The first batch of NFTs to land on the platform will include works by Arturo Rodriguez, who has a show up now at LnS Gallery in Miami, as well as work from two Oolite Arts residents, Edison Peñafiel and Gonzalo Fuenmayor. Oolite Arts is the platform’s “source for local artists”, as Wooldridge put it, but any South Florida-based artist is invited to reach out and apply to participate in the program. “We want this to be a very high-quality program, but we don’t want it to be exclusive,” she says.
Successive releases will come out monthly. The next round of NFTs will include work by Edouard Duval-Carrié, as well as further Oolite residents Loni Johnson and Jen Clay. Artists will also receive a commission for their works to ensure compensation regardless of if it sells.
“We strive to meet our audience where it already gets information,” Monica Richardson, executive editor at The Herald. “Connecting via NFTs feels like an ideal fit with Miami’s role as an arts, tech and crypto center.” Oolite Arts president and CEO Dennis Scholl told The Herald, “Whenever you see a new art delivery platform like NFTs, you want to help artists plug in and have a chance to participate.”
The initiative is the latest among many overtures the city of Miami and its institutions have made to NFT collectors and crypto investors. Those efforts were on full display during Art Basel in Miami Beach last December, with an influx of attention (and money) from major fintech players in Silicon Valley and beyond.

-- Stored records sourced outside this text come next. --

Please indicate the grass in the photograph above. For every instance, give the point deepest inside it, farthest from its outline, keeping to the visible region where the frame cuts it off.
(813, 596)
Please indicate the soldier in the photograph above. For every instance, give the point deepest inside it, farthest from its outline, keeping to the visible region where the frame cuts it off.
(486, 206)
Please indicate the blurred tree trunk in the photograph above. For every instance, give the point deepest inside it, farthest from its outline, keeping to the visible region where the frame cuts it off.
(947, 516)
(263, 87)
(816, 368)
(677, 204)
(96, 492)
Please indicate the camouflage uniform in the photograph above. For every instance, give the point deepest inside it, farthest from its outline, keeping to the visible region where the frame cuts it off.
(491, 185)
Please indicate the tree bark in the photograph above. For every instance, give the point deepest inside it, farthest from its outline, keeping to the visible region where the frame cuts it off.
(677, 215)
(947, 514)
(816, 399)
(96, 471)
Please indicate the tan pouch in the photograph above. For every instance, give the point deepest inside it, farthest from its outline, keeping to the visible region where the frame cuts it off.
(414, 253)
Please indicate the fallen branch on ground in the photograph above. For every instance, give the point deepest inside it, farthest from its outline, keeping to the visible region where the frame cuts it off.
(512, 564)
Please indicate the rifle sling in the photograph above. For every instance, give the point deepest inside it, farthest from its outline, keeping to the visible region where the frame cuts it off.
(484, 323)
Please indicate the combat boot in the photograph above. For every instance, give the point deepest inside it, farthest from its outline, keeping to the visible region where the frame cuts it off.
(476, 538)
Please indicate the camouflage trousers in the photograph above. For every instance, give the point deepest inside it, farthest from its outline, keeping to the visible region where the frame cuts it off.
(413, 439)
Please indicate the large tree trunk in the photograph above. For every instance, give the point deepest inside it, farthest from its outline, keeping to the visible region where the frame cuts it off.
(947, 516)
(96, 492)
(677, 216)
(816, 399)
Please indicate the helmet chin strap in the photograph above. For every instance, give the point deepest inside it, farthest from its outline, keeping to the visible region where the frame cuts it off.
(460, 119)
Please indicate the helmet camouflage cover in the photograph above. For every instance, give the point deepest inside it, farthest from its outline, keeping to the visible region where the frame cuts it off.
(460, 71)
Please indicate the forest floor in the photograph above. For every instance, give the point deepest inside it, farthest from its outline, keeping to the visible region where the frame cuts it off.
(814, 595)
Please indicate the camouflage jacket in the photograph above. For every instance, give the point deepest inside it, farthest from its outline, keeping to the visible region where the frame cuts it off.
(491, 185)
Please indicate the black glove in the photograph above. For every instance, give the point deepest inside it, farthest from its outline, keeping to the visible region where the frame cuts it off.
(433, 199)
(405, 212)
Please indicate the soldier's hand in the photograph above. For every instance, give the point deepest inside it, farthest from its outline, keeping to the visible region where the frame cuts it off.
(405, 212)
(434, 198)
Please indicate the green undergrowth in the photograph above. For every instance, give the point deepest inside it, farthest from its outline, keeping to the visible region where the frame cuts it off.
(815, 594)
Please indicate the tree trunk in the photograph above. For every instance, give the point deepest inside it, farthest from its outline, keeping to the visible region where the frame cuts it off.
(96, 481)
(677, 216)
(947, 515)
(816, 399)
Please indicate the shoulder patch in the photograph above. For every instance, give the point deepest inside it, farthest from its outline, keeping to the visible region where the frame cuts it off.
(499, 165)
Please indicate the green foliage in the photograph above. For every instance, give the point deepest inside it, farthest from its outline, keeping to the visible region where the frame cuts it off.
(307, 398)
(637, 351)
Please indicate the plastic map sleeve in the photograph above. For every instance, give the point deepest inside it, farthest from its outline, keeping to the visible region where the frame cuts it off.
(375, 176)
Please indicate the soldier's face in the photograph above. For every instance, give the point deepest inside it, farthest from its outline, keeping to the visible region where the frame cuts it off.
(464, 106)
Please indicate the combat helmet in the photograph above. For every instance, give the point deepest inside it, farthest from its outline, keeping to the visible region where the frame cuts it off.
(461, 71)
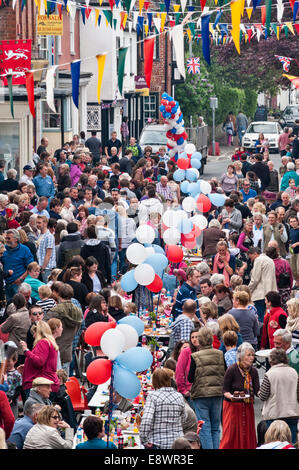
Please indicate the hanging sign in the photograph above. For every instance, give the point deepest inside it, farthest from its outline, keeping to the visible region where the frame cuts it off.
(52, 26)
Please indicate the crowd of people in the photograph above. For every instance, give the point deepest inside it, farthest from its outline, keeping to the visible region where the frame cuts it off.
(65, 225)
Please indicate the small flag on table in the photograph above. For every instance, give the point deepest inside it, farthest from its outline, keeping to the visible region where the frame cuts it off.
(193, 65)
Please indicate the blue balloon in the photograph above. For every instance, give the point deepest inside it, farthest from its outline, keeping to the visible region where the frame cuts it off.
(135, 359)
(191, 175)
(184, 187)
(158, 249)
(157, 261)
(128, 282)
(126, 383)
(196, 155)
(195, 163)
(179, 175)
(217, 199)
(185, 226)
(135, 322)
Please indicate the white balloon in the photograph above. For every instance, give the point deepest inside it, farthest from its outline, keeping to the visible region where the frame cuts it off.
(190, 148)
(205, 187)
(144, 274)
(130, 335)
(180, 215)
(169, 218)
(136, 253)
(189, 204)
(200, 221)
(112, 343)
(171, 236)
(145, 234)
(149, 251)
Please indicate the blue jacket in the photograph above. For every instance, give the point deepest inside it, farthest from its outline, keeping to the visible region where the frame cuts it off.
(16, 259)
(44, 186)
(185, 292)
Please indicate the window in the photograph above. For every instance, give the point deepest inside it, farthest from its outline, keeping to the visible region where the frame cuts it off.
(150, 106)
(51, 120)
(156, 47)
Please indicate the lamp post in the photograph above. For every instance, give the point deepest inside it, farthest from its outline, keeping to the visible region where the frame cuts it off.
(213, 105)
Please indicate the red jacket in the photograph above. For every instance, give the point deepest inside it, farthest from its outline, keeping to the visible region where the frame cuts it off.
(272, 322)
(7, 419)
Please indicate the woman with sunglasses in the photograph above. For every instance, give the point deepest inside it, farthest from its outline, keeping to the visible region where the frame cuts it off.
(45, 433)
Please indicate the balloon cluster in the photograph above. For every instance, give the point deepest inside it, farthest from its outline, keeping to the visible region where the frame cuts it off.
(150, 262)
(118, 342)
(176, 133)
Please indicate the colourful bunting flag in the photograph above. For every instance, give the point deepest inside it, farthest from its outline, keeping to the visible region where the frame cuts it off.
(193, 65)
(249, 12)
(101, 58)
(293, 79)
(205, 36)
(286, 62)
(148, 53)
(75, 73)
(121, 67)
(236, 20)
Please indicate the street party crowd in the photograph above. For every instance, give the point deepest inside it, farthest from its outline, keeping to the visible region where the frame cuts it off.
(66, 223)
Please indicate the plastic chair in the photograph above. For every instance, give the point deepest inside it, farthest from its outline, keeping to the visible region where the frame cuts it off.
(77, 394)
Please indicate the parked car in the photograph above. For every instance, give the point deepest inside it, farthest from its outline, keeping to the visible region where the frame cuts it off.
(289, 115)
(154, 135)
(271, 131)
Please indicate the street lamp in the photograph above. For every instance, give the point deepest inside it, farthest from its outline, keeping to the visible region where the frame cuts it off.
(213, 105)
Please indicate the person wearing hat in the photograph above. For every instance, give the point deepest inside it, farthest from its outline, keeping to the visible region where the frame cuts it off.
(40, 391)
(27, 175)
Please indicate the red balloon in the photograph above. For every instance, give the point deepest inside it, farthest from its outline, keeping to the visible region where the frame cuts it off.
(156, 285)
(94, 332)
(183, 163)
(190, 244)
(174, 253)
(203, 203)
(99, 371)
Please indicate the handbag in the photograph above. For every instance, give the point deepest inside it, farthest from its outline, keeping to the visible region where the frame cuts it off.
(284, 279)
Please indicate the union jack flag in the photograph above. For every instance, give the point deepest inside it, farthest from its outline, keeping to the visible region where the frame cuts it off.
(286, 61)
(193, 65)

While the partnership between the Miami Herald, el Nuevo Herald and Oolite arts is poised to bolster the sustainability of careers in the arts and journalism, larger questions about the sustainability of NFTs and the technologies undergirding them, which consume massive amounts of energy, remain. The technology’s ecological footprint is especially relevant in South Florida, one of the regions in the US most directly threatened by climate change and related natural disasters.